Le soir de cette annonce brutale, la nuit est agitée. Des cris montent partout dans Berlin, une rumeur qui enfle comme une grande tempête. Rodolphe se penche à la fenêtre. Des ombres gigantesques se meuvent le long des murs de Friedrichstrasse, sortes de pétroglyphes à forme humaine comme il y en a dans les récits à faire peur aux enfants. Un feu rougeoie plus haut dans la rue. Des jeunes en uniforme y jettent des meubles et toutes sortes d’objets qu’ils tirent d’un magasin, en hurlant des insanités. Ils viennent de casser la vitrine de Simon Mendelssohn, le marchand de fourrure qui porte le même nom que le compositeur. La veille encore, une grande étoile blanche était peinte à la chaux sur cette devanture. À présent, des éclats de verre brillent par centaines sur le sol. Un gamin saute à pieds joints sur le plus grand pour le briser en mille morceaux. On dirait des bouts de cristal qui scintillent à la lumière du feu. Du cristal, comme celui des baccarats du lustre du salon qui ont la forme de grosses larmes.
Rodolphe comprend les déclarations de sa mère. Il referme la fenêtre et se met au piano. Il joue les adagios des sonates de Beethoven. Tous. Les trente-deux. Pour Eva. Pour qu’elle ne parte pas dans les flammes, elle aussi. Il les connaît par cœur, ces sonates. Il termine par la « Pathétique ». Parce que le premier rondo est comme une petite voix qui rassure, qui revient et qui berce. Et qui s’enfle, déterminée, saccadée. La berceuse devient tourment avant de s’apaiser d’une coquetterie légère. Quand il finit, le pogrom enfle. On arrête des gens. Un grand incendie s’élève dans le ciel.
Christa Meister a eu des positions très dures vis-à-vis du régime, cette « sordide opérette », comme elle l’a déclaré à un grand journal étranger. Elle a refusé de chanter pour l’anniversaire de celui que tous les enfants du Reich, et son fils comme eux, appellent « notre bien-aimé Führer ». Étrange père, au-dessus de tous les autres, dont le visage dur se trouve partout étalé et qui sue en éructant depuis les tribunes.

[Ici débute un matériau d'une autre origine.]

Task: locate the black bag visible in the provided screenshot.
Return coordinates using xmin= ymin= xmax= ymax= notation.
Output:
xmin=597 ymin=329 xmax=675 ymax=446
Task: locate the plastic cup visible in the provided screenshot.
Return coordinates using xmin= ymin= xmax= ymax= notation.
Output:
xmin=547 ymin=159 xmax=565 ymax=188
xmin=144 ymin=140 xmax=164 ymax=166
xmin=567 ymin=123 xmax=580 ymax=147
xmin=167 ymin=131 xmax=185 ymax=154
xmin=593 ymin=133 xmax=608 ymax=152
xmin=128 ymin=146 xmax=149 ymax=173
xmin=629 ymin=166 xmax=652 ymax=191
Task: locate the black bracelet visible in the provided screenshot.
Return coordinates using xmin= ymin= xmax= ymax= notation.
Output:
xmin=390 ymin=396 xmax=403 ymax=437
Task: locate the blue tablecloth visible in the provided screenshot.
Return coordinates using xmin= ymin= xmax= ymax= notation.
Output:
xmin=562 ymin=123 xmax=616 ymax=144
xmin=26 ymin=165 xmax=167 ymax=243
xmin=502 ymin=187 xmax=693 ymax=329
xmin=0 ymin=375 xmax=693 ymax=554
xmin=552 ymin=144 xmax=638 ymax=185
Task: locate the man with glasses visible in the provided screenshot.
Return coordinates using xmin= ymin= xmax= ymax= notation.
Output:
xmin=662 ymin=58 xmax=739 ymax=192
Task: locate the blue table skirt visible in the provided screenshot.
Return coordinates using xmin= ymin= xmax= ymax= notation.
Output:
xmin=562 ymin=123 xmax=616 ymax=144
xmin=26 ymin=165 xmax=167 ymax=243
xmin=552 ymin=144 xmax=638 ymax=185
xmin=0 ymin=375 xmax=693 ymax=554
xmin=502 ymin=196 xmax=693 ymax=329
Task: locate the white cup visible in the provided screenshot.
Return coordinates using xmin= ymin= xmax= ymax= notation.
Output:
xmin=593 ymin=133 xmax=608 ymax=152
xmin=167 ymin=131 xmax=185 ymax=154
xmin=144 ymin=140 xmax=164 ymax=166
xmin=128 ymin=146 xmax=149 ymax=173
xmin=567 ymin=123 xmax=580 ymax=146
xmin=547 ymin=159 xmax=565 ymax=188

Hitler avait adoré la voix de Christa. Avant de prendre le pouvoir, il lui avait adressé quelques dithyrambes signés de sa main. Histoire de dire à la cantatrice combien sa voix savait le transporter. Elle avait montré à son fils un de ces mots sucrés, après la prise de pouvoir du NSDAP, le parti du Führer, avec un sourire amer et l’air désemparé d’une femme libre qui doit dire son camp, dans l’immense solitude de la gloire.
Elle a choisi la rébellion, le parti lui a trouvé un grand-père juif, Edgar Rosenberg. Parfait pour la persécution. Christa n’a même pas connu son aïeul. Elle a protesté. Edgar Rosenberg avait été enregistré dans une paroisse catholique de Bavière, mais ce n’était qu’un converti. Elle a écrit à Goebbels qui n’a pas répondu. Des amis bien introduits lui ont dit que son dossier a été transmis à la SS de Himmler. Il faut quitter l’Allemagne au plus vite et tout abandonner.